Personaggi africani: coltivatore
Padre Oliviero Ferro
Spesso lo vedi andare davanti alla famiglia, con sulle spalle il suo coltellaccio, il machete. Dove va? In qualche campo, perché ha promesso alla moglie di prepararglielo, togliendo tutto quello che impedisce la semina o il piantare la manioca o altre verdure. A volte, lo fa un po’ per forza, perché lui è l’uomo e quindi pensa di avere tutti i diritti. Però, quando comincia un po’ a ragionare, capisce che è un lavoro importante e ci vuole la sua forza e la sua competenza, altrimenti come si potrà dar da mangiare alla famiglia. E così si mette in strada abbastanza presto e fa tutto quello che occorre. Cerca di togliere le radici delle piante, taglia i rami delle piante che hanno invaso il campo, cerca di fare dei mucchi delle pietre che erano lì da molto tempo. Il campo, infatti, non era stato più coltivato e quindi c’è da fare molto lavoro. Ma, alla fine, si sente orgoglioso e potrà dire a sua moglie che può andare a fare il suo lavoro. Lui, per ora si riposa. Più avanti si vedrà se c’è ancora da fare qualcosa. Magari l’aiuterà a recuperare le noci di palma per fare l’olio oppure andare al mercato a portare le banane della sua piantagione.
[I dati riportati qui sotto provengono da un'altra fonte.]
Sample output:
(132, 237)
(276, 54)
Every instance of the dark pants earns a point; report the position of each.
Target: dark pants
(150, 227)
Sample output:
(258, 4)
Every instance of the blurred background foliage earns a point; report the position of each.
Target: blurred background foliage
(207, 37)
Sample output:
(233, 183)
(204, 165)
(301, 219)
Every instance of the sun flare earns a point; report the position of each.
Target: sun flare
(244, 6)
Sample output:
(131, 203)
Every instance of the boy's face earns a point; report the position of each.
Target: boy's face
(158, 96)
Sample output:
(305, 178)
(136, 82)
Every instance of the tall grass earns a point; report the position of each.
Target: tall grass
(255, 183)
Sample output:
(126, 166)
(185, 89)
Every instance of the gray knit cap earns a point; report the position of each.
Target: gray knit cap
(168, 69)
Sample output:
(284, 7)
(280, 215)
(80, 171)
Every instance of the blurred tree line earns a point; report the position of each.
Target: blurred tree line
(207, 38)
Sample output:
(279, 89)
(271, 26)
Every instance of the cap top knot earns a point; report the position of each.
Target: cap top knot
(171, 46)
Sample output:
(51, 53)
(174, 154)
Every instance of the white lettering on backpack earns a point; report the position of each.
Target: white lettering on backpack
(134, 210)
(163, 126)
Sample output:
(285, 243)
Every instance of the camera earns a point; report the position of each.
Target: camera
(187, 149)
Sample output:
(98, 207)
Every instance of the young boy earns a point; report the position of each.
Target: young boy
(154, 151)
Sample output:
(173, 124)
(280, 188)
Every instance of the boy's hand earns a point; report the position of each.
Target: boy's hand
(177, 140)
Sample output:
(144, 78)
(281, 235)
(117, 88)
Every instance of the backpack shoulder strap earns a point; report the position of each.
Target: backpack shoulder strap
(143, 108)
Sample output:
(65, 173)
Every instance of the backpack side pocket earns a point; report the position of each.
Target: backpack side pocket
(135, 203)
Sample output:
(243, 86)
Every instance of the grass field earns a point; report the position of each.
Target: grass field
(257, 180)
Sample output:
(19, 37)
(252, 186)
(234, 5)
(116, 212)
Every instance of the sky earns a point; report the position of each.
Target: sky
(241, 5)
Saranno diversi caschi da vendere su delle biciclette cinesi. Non ho ancora capito come riuscissero a trasportarle. Un casco, più o meno, pesava sui 40 kg. Eppure riuscivano a portarne almeno 5 o 6, se non di più. Bisognava contribuire al benessere della famiglia. Non sempre gli uomini lo capivano, ma piano piano, con la partecipazione alla comunità cristiana, la mentalità cambiava. Qualcuno diceva ancora “Ma, padre, la Bibbia dice che Dio ha creato l’uomo per primo, quindi…è lui che comanda”. La risposta poteva essere semplice “Chi è primo, si metta al servizio degli altri” così rispondeva Gesù.